Feb 04 03:34:38 worker40 systemd[1]: openqa-worker-cacheservice.service: Main process exited, code=exited, status=22/n/a
Feb 04 03:34:38 worker40 systemd[1]: openqa-worker-cacheservice.service: Failed with result 'exit-code'.
Feb 04 03:34:39 worker40 systemd[1]: openqa-worker-cacheservice.service: Scheduled restart job, restart counter is at 13.
Feb 04 03:34:43 worker40 systemd[1]: Stopped OpenQA Worker Cache Service.
Feb 04 03:34:43 worker40 systemd[1]: Started OpenQA Worker Cache Service.

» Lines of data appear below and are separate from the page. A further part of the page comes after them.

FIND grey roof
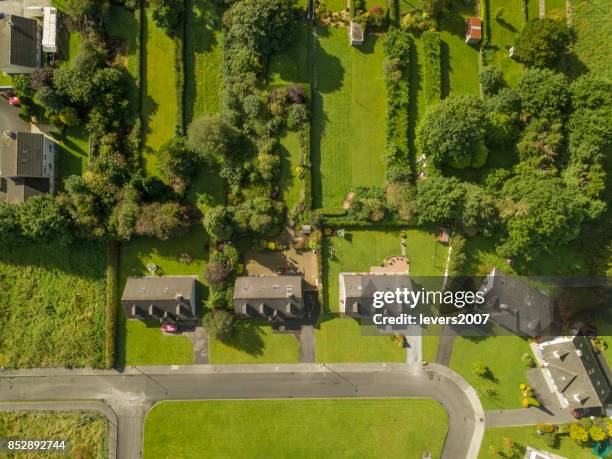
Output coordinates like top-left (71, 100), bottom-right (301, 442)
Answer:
top-left (0, 15), bottom-right (38, 68)
top-left (0, 177), bottom-right (51, 204)
top-left (121, 276), bottom-right (197, 320)
top-left (340, 273), bottom-right (412, 316)
top-left (234, 276), bottom-right (305, 321)
top-left (478, 269), bottom-right (555, 337)
top-left (0, 132), bottom-right (45, 177)
top-left (540, 336), bottom-right (612, 408)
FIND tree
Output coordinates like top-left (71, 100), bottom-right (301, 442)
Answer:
top-left (109, 186), bottom-right (140, 241)
top-left (19, 194), bottom-right (72, 243)
top-left (415, 177), bottom-right (465, 225)
top-left (202, 206), bottom-right (234, 241)
top-left (417, 95), bottom-right (487, 169)
top-left (514, 18), bottom-right (572, 67)
top-left (517, 69), bottom-right (570, 121)
top-left (498, 169), bottom-right (584, 260)
top-left (0, 203), bottom-right (21, 245)
top-left (187, 115), bottom-right (241, 163)
top-left (202, 309), bottom-right (236, 341)
top-left (589, 424), bottom-right (608, 441)
top-left (223, 0), bottom-right (298, 55)
top-left (136, 202), bottom-right (189, 241)
top-left (472, 361), bottom-right (490, 378)
top-left (479, 67), bottom-right (506, 97)
top-left (569, 423), bottom-right (589, 445)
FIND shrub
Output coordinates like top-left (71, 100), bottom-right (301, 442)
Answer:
top-left (422, 32), bottom-right (442, 104)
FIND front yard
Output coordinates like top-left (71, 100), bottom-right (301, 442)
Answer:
top-left (450, 336), bottom-right (531, 410)
top-left (143, 399), bottom-right (448, 459)
top-left (0, 242), bottom-right (106, 368)
top-left (117, 225), bottom-right (213, 367)
top-left (0, 411), bottom-right (108, 459)
top-left (311, 27), bottom-right (386, 207)
top-left (478, 426), bottom-right (595, 459)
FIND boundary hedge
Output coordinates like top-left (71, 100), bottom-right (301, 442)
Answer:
top-left (106, 240), bottom-right (119, 368)
top-left (422, 31), bottom-right (442, 105)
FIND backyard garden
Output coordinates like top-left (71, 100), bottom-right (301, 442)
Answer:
top-left (143, 399), bottom-right (448, 459)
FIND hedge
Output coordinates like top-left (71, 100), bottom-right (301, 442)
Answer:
top-left (106, 240), bottom-right (119, 368)
top-left (384, 29), bottom-right (414, 182)
top-left (422, 31), bottom-right (442, 105)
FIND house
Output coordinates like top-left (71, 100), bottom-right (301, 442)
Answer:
top-left (477, 268), bottom-right (556, 337)
top-left (234, 276), bottom-right (306, 322)
top-left (0, 131), bottom-right (57, 203)
top-left (349, 21), bottom-right (365, 46)
top-left (523, 446), bottom-right (567, 459)
top-left (465, 17), bottom-right (482, 45)
top-left (532, 335), bottom-right (612, 411)
top-left (340, 268), bottom-right (412, 318)
top-left (0, 13), bottom-right (42, 74)
top-left (121, 276), bottom-right (198, 322)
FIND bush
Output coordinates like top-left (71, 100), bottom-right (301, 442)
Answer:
top-left (422, 32), bottom-right (442, 104)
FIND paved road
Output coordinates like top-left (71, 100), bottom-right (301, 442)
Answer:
top-left (0, 401), bottom-right (117, 459)
top-left (485, 407), bottom-right (575, 427)
top-left (0, 364), bottom-right (484, 459)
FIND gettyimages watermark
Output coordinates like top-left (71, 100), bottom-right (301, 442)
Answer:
top-left (350, 271), bottom-right (612, 338)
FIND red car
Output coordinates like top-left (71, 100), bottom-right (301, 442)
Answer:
top-left (162, 323), bottom-right (178, 333)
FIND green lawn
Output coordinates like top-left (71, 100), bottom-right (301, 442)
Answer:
top-left (0, 242), bottom-right (106, 368)
top-left (315, 315), bottom-right (406, 363)
top-left (478, 426), bottom-right (594, 459)
top-left (143, 398), bottom-right (448, 459)
top-left (279, 131), bottom-right (310, 209)
top-left (143, 9), bottom-right (177, 175)
top-left (106, 5), bottom-right (140, 116)
top-left (58, 125), bottom-right (89, 183)
top-left (440, 0), bottom-right (480, 97)
top-left (572, 0), bottom-right (612, 79)
top-left (489, 0), bottom-right (525, 86)
top-left (311, 28), bottom-right (386, 207)
top-left (117, 225), bottom-right (213, 367)
top-left (0, 411), bottom-right (108, 459)
top-left (210, 320), bottom-right (300, 364)
top-left (450, 336), bottom-right (531, 410)
top-left (185, 0), bottom-right (221, 123)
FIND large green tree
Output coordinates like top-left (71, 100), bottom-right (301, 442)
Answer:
top-left (418, 95), bottom-right (487, 169)
top-left (514, 18), bottom-right (572, 67)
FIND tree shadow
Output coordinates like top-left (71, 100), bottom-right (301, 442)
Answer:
top-left (440, 40), bottom-right (452, 98)
top-left (219, 319), bottom-right (265, 357)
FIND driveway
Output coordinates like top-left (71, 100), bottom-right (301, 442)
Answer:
top-left (0, 98), bottom-right (30, 132)
top-left (0, 364), bottom-right (484, 459)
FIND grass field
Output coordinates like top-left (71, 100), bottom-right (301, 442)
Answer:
top-left (0, 242), bottom-right (106, 368)
top-left (478, 426), bottom-right (595, 459)
top-left (117, 225), bottom-right (213, 367)
top-left (439, 1), bottom-right (479, 97)
top-left (185, 0), bottom-right (221, 123)
top-left (209, 320), bottom-right (300, 364)
top-left (143, 9), bottom-right (177, 175)
top-left (489, 0), bottom-right (525, 86)
top-left (279, 131), bottom-right (310, 209)
top-left (143, 399), bottom-right (448, 459)
top-left (106, 5), bottom-right (140, 117)
top-left (572, 0), bottom-right (612, 79)
top-left (311, 28), bottom-right (386, 207)
top-left (0, 411), bottom-right (108, 459)
top-left (450, 336), bottom-right (531, 410)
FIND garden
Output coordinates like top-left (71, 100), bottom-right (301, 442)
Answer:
top-left (0, 411), bottom-right (108, 459)
top-left (143, 399), bottom-right (448, 459)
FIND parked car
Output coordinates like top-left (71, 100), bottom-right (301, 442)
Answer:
top-left (162, 323), bottom-right (178, 333)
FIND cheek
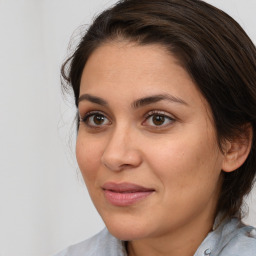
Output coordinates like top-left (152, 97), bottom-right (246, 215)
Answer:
top-left (147, 131), bottom-right (221, 187)
top-left (76, 135), bottom-right (101, 186)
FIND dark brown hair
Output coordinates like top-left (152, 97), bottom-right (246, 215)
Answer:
top-left (62, 0), bottom-right (256, 219)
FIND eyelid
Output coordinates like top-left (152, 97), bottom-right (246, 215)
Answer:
top-left (79, 110), bottom-right (112, 128)
top-left (142, 110), bottom-right (176, 129)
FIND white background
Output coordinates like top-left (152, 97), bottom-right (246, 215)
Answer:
top-left (0, 0), bottom-right (256, 256)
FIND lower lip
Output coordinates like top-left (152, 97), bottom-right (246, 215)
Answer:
top-left (104, 190), bottom-right (154, 206)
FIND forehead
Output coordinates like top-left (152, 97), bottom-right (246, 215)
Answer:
top-left (80, 41), bottom-right (205, 107)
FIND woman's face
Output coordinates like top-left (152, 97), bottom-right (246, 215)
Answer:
top-left (76, 42), bottom-right (223, 240)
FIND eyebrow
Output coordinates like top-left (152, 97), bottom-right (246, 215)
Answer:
top-left (78, 94), bottom-right (188, 109)
top-left (132, 94), bottom-right (188, 108)
top-left (78, 94), bottom-right (108, 106)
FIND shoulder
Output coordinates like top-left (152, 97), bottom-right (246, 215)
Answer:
top-left (195, 218), bottom-right (256, 256)
top-left (220, 220), bottom-right (256, 256)
top-left (55, 228), bottom-right (126, 256)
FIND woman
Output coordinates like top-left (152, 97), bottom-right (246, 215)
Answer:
top-left (58, 0), bottom-right (256, 256)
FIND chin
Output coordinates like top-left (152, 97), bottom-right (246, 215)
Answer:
top-left (105, 217), bottom-right (147, 241)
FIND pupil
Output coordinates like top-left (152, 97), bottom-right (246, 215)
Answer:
top-left (93, 115), bottom-right (104, 125)
top-left (153, 116), bottom-right (165, 125)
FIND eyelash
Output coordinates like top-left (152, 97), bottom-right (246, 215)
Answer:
top-left (80, 110), bottom-right (175, 129)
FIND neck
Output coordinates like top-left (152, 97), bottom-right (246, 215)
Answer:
top-left (127, 211), bottom-right (214, 256)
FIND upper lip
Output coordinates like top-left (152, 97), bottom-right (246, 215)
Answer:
top-left (102, 182), bottom-right (154, 193)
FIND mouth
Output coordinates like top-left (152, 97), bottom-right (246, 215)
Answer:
top-left (102, 182), bottom-right (155, 206)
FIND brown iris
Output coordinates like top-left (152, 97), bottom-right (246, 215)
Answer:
top-left (93, 115), bottom-right (105, 125)
top-left (152, 115), bottom-right (165, 126)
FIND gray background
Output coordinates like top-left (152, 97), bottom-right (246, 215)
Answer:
top-left (0, 0), bottom-right (256, 256)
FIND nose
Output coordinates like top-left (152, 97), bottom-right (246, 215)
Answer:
top-left (101, 126), bottom-right (142, 171)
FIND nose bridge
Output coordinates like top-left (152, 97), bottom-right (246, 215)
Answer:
top-left (101, 124), bottom-right (141, 171)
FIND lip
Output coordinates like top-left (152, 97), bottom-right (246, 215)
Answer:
top-left (102, 182), bottom-right (155, 206)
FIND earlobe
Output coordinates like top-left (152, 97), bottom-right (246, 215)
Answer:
top-left (222, 124), bottom-right (253, 172)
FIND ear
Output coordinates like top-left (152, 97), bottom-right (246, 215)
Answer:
top-left (222, 124), bottom-right (253, 172)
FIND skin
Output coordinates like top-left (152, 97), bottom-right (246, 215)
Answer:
top-left (76, 41), bottom-right (224, 256)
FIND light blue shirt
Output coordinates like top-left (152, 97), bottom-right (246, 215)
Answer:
top-left (55, 218), bottom-right (256, 256)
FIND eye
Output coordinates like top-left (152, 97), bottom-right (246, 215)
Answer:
top-left (143, 111), bottom-right (175, 127)
top-left (80, 112), bottom-right (111, 128)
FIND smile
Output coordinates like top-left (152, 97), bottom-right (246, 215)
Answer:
top-left (102, 182), bottom-right (155, 206)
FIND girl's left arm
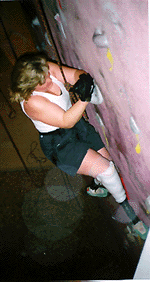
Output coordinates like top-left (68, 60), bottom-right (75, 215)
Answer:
top-left (48, 62), bottom-right (86, 85)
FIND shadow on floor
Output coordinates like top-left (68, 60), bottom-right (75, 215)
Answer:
top-left (0, 167), bottom-right (142, 281)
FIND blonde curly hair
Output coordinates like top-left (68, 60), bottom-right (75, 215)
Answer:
top-left (10, 52), bottom-right (50, 102)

Feb 04 03:34:44 worker40 openqa-workercache-daemon[17834]: Web application available at http://127.0.0.1:9530
Feb 04 03:34:44 worker40 openqa-workercache-daemon[17834]: Web application available at http://[::1]:9530
Feb 04 03:34:44 worker40 openqa-workercache-daemon[17834]: [17834] [i] Cache size of "/var/lib/openqa/cache" is 0 Byte, with limit 50 GiB
Feb 04 03:34:44 worker40 openqa-workercache-daemon[17834]: [17834] [i] Listening at "http://127.0.0.1:9530"
Feb 04 03:34:44 worker40 openqa-workercache-daemon[17834]: [17834] [i] Listening at "http://[::1]:9530"
There were actually 13 failed startup attempts on that particular host (that all happened within the time frame of a minute).